PIC: Wikimedia

US government agencies were ordered to scour their networks for malware and disconnect potentially compromised servers after authorities learned that the Treasury and Commerce departments were hacked in a monthslong global cyberespionage campaign discovered when a prominent cybersecurity firm learned it had been breached.

In a rare emergency directive issued late Sunday, the Department of Homeland Security's cybersecurity arm warned of an "unacceptable risk" to the executive branch from a feared large-scale penetration of US government agencies that could date back to mid-year or earlier.

The hacked cybersecurity company, FireEye, would not say who it suspected - many experts believe the operation is Russian given the careful tradecraft - and noted that foreign governments and major corporations were also compromised.

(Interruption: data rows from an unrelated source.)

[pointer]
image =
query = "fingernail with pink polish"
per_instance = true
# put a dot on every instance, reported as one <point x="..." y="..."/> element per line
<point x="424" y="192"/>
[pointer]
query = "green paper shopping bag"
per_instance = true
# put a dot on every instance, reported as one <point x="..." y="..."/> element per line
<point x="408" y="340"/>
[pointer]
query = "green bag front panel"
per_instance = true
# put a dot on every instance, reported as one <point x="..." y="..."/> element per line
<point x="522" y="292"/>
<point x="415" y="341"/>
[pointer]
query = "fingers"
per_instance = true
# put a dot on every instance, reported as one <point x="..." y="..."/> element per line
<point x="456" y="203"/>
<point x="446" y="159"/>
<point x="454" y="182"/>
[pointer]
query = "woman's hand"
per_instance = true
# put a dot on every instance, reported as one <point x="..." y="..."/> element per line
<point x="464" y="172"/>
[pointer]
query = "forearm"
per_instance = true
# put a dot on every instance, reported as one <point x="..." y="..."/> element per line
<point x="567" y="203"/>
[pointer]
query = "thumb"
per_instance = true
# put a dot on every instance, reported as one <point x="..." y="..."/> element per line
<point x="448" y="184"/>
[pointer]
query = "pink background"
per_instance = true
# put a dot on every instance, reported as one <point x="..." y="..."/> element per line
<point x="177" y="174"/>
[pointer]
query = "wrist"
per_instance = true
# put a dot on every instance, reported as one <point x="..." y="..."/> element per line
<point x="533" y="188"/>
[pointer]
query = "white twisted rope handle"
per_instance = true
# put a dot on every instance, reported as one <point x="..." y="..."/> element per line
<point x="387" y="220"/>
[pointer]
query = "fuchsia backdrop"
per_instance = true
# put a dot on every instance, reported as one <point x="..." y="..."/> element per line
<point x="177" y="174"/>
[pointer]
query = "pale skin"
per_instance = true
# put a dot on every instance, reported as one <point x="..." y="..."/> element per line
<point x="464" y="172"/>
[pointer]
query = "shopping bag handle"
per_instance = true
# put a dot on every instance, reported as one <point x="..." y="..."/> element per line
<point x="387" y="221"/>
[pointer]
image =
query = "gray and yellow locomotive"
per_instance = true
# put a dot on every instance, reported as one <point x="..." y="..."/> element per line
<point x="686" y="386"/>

News of the hacks, first reported by Reuters, came less than a week after FireEye disclosed that nation-state hackers had broken into its network and stolen the company's own hacking tools.

The apparent conduit for the Treasury and Commerce Department hacks - and the FireEye compromise - is a hugely popular piece of server software called SolarWinds. It is used by hundreds of thousands of organizations globally, including most Fortune 500 companies and multiple U.S. federal agencies that will now be scrambling to patch up their networks, said Alperovitch, the former chief technical officer of the cybersecurity firm CrowdStrike.

FireEye said it had confirmed infections in North America, Europe, Asia and the Middle East, including in the health care and oil and gas industry - and had been informing affected customers around the world in the past few days. It's customers include federal, state and local governments and top global corporations.